I’m sure there’s many of us here after watching Wendell’s video on local LLMs. My question is, is there any sort of pathway for a beginner to host DeepSeek-R1 locally? Currently, my own experience hasn’t gone further then downloading Ollama and pulling the 1.5B distilled DeepSeek model on an old work laptop (MacBook Pro). What would you guys recommend the next steps would be to actually fit these large models into consumer hardware?
quick easy answer is run the ollama docker container, and download one of the deepseek models. the Ollama docker container automaticly pulls the model wheny your run it so really its as easy as:
- Install docker
- run ollama docker container telling it to run a version of deepseek.
You don’t need a gpu to do any of this, assuming you have enough system memory to hold the model your trying to run it will run on your cpu, albeit slowly. You can give the ollama container acess to a gpu if you have one, however for the model to run on it it must have enough ram to hold the model or it will default back to cpu.

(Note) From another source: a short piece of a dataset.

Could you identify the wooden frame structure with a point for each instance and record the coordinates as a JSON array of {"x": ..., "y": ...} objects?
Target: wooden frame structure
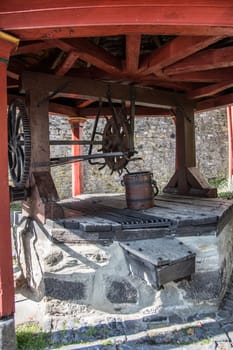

in my experience the 8b paramater models are a good starting point for testing on smaller systems take about 5.5gb of memory, so they fit on a lot of consumer hardware.
if you wanna get fancy with the same ease using docker containers look at the open webui wich uses ollama to run the models
Thats a amazing guide if you don’t wanna use docker, i just find docker super simple and easy. Especialy when you decide you dont like something telling docker to trash the container means you dont have to manually uninstall and remove any files.
I would also like to promote ollama and any of the open source models. The installation is very easy and I’ve done it both on my Windows PC with a 7900 XTX, but I use it mostly on my m3 mac and pair it with vscode as a coding AI agent. The installation is similar across these systems and docker just works.
A small getcha is on the mac you need to run Ollama standalone instead of using the docker container if you want GPU access, this is a limitation with docker getting access to the apple “Metal API” (for gpu access). So you can simply install Ollama natively and then run the openwebui container with
docker run -d -p 3000:8080 --add-host=host.docker.internal:host-gateway -v open-webui:/app/backend/data --name open-webui --restart always ghcr.io/open-webui/open-webui:main
If you want easy friendly ui, LM studio is the way to go
It has a user interface and model browser which you can use to figure out which models are best for your given hardware configuration
Just be careful if you use it for work, as the public version is for personal use
Otherwise ollama with the open web ui per Sean’s suggestion
Wendell wrote a Linux guide. For Mac, you just install the app, start it up, and download a model
Now if you want to build a server that can run the full model, check out this guide
This. LM Studio is excellent for selecting LLM based on the amount of GPU memory you have. WIll tell you if you can fully load the model (recommended), partially do it (slower responses, but more accurate) and if you cannot run it at all.
Then use OpenWeb UI (I’ve also used privateGPT) for local running of your LLM with no Internet connection required. Do monitor your network to make sure there is no leakage. Trust, but verify.
I now have several models for coding, writing, chatbot and language translation running locally, Flipping between them is very easy.